Die Region um und östlich von Dresden wurde zu DDR-Zeiten wegen des schlechten Empfangs von bundesdeutschem Funk gerne als "Tal der Ahnungslosen" bezeichnet. Den Menschen blieb nur das Staatsfernsehen. Das ist in Zeiten des Internets anders, und man könnte konstatieren, es handelt sich inzwischen eher um das Tal der Entfremdeten. Die Demonstranten trauen "der Politik" entweder wenig oder alles Schlechte zu. Sie spüren offensichtlich einen Druck, sich dagegen wehren zu müssen.
Für jeden etwas dabei
In einem Protest-Aufruf per Zeitungsannonce veröffentlichen Protestaufruf heißt es: "Für ein freies und selbstbestimmtes Leben / Für die Beendigung der Corona-Diktatur / Für die Abschaltung von 5G Krank-Netzen / Für eine souveräne Berichterstattung / Für Frieden und Freiheit". Diese so breiten wie vage formulierten Forderungen erklären vielleicht, warum für so viele Protestteilnehmer etwas dabei ist. In der fast 3000 Mitglieder starken, geschlossenen Facebook-Gruppe "Stiller Protest B96" warnen die Mitglieder vor einem Impfzwang, manipulativen 5G-Funkwellen und einer Entfremdung der Menschen durch Maskenzwang. Angst vor einem neuen Sozialismus trifft auf Globalisierungsskepsis und Kapitalismuskritik. Auch spirituelle Ansätze liefern Argumente für eine diffuse Angst vor einer beginnenden Diktatur.

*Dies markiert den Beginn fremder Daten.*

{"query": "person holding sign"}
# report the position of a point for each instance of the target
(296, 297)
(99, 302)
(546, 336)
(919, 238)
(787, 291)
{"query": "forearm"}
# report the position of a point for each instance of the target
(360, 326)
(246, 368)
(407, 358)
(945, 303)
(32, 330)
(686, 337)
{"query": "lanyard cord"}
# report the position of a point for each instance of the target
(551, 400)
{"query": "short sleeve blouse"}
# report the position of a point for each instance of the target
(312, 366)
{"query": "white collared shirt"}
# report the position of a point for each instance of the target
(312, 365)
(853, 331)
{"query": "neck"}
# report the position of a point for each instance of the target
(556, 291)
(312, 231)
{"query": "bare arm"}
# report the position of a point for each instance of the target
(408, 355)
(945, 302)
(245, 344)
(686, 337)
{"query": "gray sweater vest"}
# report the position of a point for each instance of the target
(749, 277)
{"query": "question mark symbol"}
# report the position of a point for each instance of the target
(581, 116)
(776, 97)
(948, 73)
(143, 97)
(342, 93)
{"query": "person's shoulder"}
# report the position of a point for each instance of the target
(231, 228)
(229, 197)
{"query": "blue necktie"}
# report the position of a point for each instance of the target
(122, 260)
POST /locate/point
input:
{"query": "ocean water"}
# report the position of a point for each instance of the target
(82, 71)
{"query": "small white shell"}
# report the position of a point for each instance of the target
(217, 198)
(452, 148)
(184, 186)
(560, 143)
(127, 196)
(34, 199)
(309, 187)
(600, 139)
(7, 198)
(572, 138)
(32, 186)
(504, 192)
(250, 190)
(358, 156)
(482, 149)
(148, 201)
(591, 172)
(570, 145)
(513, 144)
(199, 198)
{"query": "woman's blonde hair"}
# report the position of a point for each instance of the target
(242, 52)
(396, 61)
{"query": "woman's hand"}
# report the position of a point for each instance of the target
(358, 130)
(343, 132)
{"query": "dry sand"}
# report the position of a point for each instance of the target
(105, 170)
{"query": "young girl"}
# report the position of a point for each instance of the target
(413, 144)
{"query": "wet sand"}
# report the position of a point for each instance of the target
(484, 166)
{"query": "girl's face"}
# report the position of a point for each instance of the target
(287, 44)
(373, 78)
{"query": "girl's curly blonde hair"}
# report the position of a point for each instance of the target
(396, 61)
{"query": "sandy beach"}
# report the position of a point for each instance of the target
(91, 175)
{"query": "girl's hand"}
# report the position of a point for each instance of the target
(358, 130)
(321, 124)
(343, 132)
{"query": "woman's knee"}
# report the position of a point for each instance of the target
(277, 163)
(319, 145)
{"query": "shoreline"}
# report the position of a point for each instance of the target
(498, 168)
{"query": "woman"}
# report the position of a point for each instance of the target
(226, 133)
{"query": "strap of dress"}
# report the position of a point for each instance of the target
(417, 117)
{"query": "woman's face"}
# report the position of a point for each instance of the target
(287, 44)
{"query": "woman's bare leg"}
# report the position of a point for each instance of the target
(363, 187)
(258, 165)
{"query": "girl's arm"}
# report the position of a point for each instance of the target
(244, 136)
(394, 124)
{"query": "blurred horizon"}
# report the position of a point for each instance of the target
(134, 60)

Zugleich wehren sich die Mitglieder vehement gegen Rassismus- und Rechtsextremismusvorwürfe. Sie wittern hinter entsprechenden Berichten -Leber wurde sogar bedroht - eine Strategie von Politik und Medien, ihren Protest zu diffamieren und Sympathisanten abzuschrecken. Demnach begreifen sie ihre Flaggen, die dem Kaiserreich huldigen, vor allem als Ausdruck ihrer Distanz zur Bundesrepublik Deutschland und ihren Eliten.
Dergleichen Ansichten finden sich auch woanders in Deutschland, zumal der "Stille Protest" auch an anderen Stellen der B96 in deutlich kleinerem Ausmaß stattfindet - die Bundesstraße endet in der Ostseestadt Saßnitz. Zwischen Bautzen und Zittau aber kochen bei vielen völlig normal wirkenden Bürgern Wut und Ohnmachtsgefühle. So hat die Corona-Krise einen schon länger existenten Missstand deutlich gemacht: Deutschland und sein östlichster Zipfel sind einander sehr fremd.